I'd pondered this issue when I saw "don't use plastic oven bags" in the instructions, but Mom assured me it was fine. I'd pondered it again when I saw in the bag instructions that you can't let the bag touch the sides, bottom, lid or rack (what the hell else it could touch, who knows), but if you can't trust your Mom, who can you trust? Besides, it's an oven bag, and not a cheapie, but one from Reynolds. Touching the sides was 100% unavoidable given the 20-pound bird's size (the oven allegedly will hold a 24-pounder). Didn't matter. 325 degrees and the bastard melted on. And it wasn't scrubbing off either, no sir. I even tried burning it off with a butane lighter. Nothing. No dice.
Hmmm. Says "oven" and "turkey" right on the box.
I honestly have no idea how other people
manage to do this.

Ultimately, we decided to take the roaster onto the patio, plug it in, and run it on high--empty--for half an hour. We removed the (ruined) plastic bag, coated the bird with olive oil and pepper, put it on the rack, popped it into the roaster--still on the patio--at full temperature for half an hour. I'd seen that part in one of the online suggestions. Then, I dropped the temperature back to 325 for the rest of its time. As I type this, it is still out there with about half an hour to go.

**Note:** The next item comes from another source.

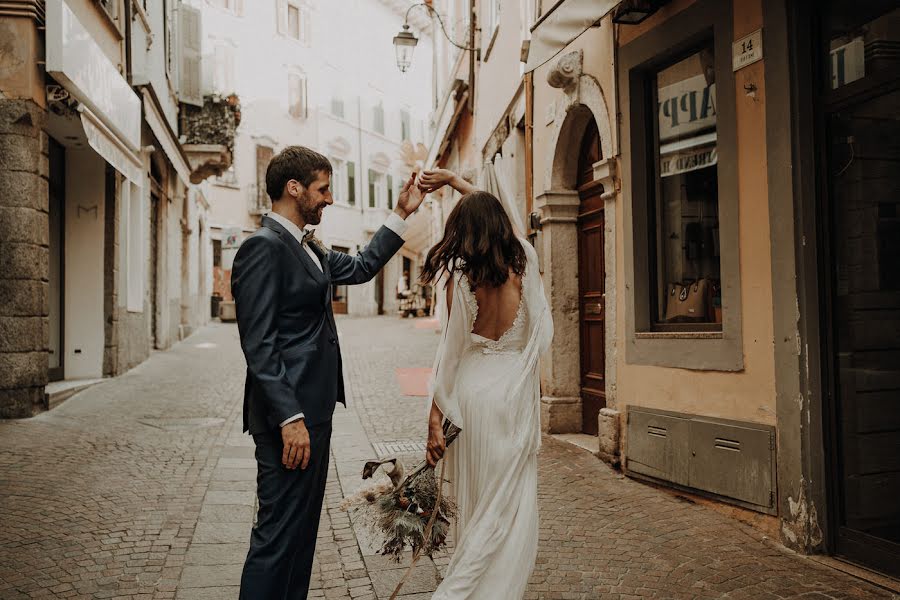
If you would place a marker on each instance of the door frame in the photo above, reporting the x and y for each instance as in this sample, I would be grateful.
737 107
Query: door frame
59 373
812 467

The cat takes the roaster for a spin.
Will it smell or taste of roasted plastic? I guess it might, but I hope not. Will the roasting pan have a permanent splotch of plastic on two sides? I'm guessing it will at least leave a mark. I honestly wonder what good an oven bag is if it melts instantly. Do people put Turkeys in a glass dish in the roaster or something? I honestly don't get it. But my easy breezy solution turned out to be anything but. After I bring the sucker in, and assuming that goes without surprises or injury, I will update this post. Cross your fingers for me.



Not bad, right?
UPDATE: I brought the roaster in, and despite a sore back and a generally klutzy nature (not to mention hearing the fat inside sizzle as it jostled), I got the roaster into the kitchen and onto the counter without incident. Turkey Lurkey's thermometer popped, and he's a nice golden brown. He's kind of all loosey goosey too, but smells delicious. It's difficult to see (The Other Half is asleep, and I can't really turn up the lights), but the plastic may have steamed off, and down into the fat. I hope so. Of course, then it's probably permeated the whole bird, and I'll get cancer and die. But we'll cross that bridge when we come to it. For now, it looks lovely.

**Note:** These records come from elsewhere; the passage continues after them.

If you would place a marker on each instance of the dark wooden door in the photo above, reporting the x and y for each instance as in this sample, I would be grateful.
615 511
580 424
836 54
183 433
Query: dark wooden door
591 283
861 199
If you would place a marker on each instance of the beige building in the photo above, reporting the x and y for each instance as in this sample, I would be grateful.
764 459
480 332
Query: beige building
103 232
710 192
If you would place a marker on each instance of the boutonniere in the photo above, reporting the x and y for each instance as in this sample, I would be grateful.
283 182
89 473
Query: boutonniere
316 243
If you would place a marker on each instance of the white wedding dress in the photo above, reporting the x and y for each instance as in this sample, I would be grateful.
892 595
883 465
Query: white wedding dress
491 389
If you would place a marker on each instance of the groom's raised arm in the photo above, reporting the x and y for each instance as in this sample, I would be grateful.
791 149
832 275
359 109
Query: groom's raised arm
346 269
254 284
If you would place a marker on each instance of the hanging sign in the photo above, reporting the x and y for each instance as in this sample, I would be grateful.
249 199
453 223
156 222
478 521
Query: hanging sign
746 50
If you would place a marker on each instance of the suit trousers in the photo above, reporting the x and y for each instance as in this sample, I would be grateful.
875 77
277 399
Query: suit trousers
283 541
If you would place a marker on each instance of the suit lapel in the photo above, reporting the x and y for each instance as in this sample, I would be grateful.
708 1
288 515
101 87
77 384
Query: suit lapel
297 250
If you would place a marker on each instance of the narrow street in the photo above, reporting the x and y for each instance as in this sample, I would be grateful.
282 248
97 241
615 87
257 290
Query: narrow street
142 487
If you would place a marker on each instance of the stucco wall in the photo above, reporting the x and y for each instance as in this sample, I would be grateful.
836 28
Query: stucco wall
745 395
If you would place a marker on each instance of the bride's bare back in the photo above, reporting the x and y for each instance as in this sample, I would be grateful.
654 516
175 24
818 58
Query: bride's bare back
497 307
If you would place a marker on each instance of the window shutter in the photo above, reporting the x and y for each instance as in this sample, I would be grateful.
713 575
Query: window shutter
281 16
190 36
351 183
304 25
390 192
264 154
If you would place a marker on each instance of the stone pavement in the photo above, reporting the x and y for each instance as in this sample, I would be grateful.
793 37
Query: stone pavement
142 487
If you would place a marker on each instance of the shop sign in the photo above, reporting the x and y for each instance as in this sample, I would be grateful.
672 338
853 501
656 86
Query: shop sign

UPDATE II:  The turkey was moist and delicious, no issues with a plasticky taste or anything. And it turns out that the plastic did mostly disappear on one side, but not on the other (where there had been more contact). In addition to open flame, I've tried scrubbing with a sponge, a metal scrubby, a plastic spatula, a metal spatula, I tried freezing it, and I tried broiling it. Nothing. My next try may be to either put it on the barbeque grill, or put it in the oven and set it on "clean." Either thing could possibly ruin the pan, but I'm that desperate! And Googling was no help either. If you happened to find this post and know how to get a cooking bag's melted corpse off of a roasting pan, please let me know!

UPDATE III: I took the racks out of our gas range, put the roasting pan insert into the oven, closed the door and set it to "clean." Problem solved.